Bronze
H: 13.74 cm. L: 13.3 cm
Allegedly from the region of the Black Sea
Constantinople
First half of the 6th century A.D.
Cast [1] by the lost wax process, the missing tail was cast separately and inserted. The hollow eyes were formerly inlaid, probably with glass paste. Above the rump a square patch with iron deposit and a small one on the right thigh. Very carefully cold-worked with veins, muscles, knee joints and anus [2] highlighted, as also the hair of the coronets and on the back of the legs. The features of his head realistically detailed.
Condition: patina a blackish olive green with undertones of medal bronze, yellowish, slightly reddish metal showing through in places. Traces of earth deposits. Part of right ear broken off, hind legs bent up inwards; gashes on the lower right side of the body, the odd nick elsewhere and a small casting fault at base of left side of mane. The muzzle weathered.
The most pertinent comparison for this horse is to be found on the so-called "Barberini ivory" showing a triumphant emperor, possibly Justinian (527-565), celebrating his eternal peace with the Persians. [3] It reveals similar stylization for the body and particularly for the head with its different features, most especially the muzzle, and also for the folds around the neck. Other details are very similar, among which the hooves, coronet, pastern and the elbow.
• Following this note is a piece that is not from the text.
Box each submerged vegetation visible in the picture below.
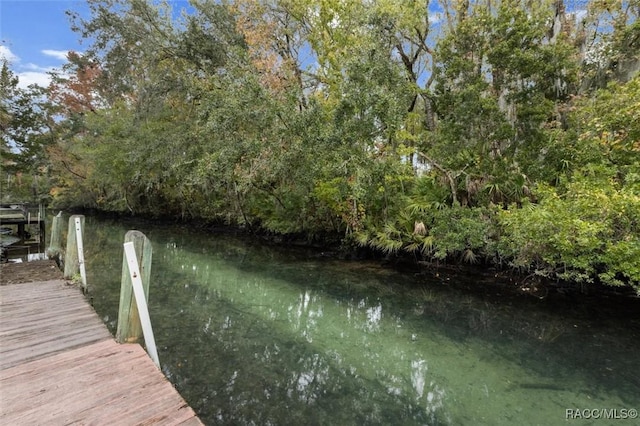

This elegant short horse with his heavy rump, his powerful chest, neck, withers and shoulders, is surely characteristic of the breed of horses that served the emperor, his generals and officers in the Byzantine army.
It has been suggested [4] that his raised front leg in combination with the turn of the head and the direction of the weight-supporting left front leg corresponds to the Greek schema for the left inner horse in a quadriga. There may be a rapport with the monumental gilded bronze quadriga [5] until recently [6] on the façade of S. Marco in Venice, where it had been taken after the looting of Constantinople in 1204. The group had been brought to the capital of the Eastern Empire and erected with a chariot carrying Helios on porphyry columns in the Milion by the Emperor Constantine. Our horse was probably part of a small quadriga, and possibly one of Helios.
Exhibited and Published:
Art Antique, cat. no. 389, ill.
Age of Spirituality, cat. no. 97, pp. 105-106 ill.
Splendeur de Byzance, cat. no. Sc.4, p. 78 ill.
1 The bronze feels heavy and solid: visible through the hole where the tail was attached is a narrow hollow about 3 cm in length. Without x-ray we are unable to tell whether solid-cast or hollow-cast. The head and legs surely solid-cast, the body probably so, though if not, very thick-walled with the core still
in place.
2 Its representation is unusual and unknown to us elsewhere on small bronzes, though it is featured on the horses of S. Marco.
3 Paris, Louvre Museum OA 9063: Byzance. L'art byzantin dans les collections publiques françaises (Paris, 1992) no. 20, pp. 63-66. This comparison was already established by the present author in Art Antique, no. 389, for which he wrote the entry.
4 Schrader, J.L.: Age of Spirituality, no. 97.
5 For a full discussion see I cavalli di San Marco (Venice, 1977).
6 Replaced by copies, the originals in the Museum of the Tesoro del Duomo.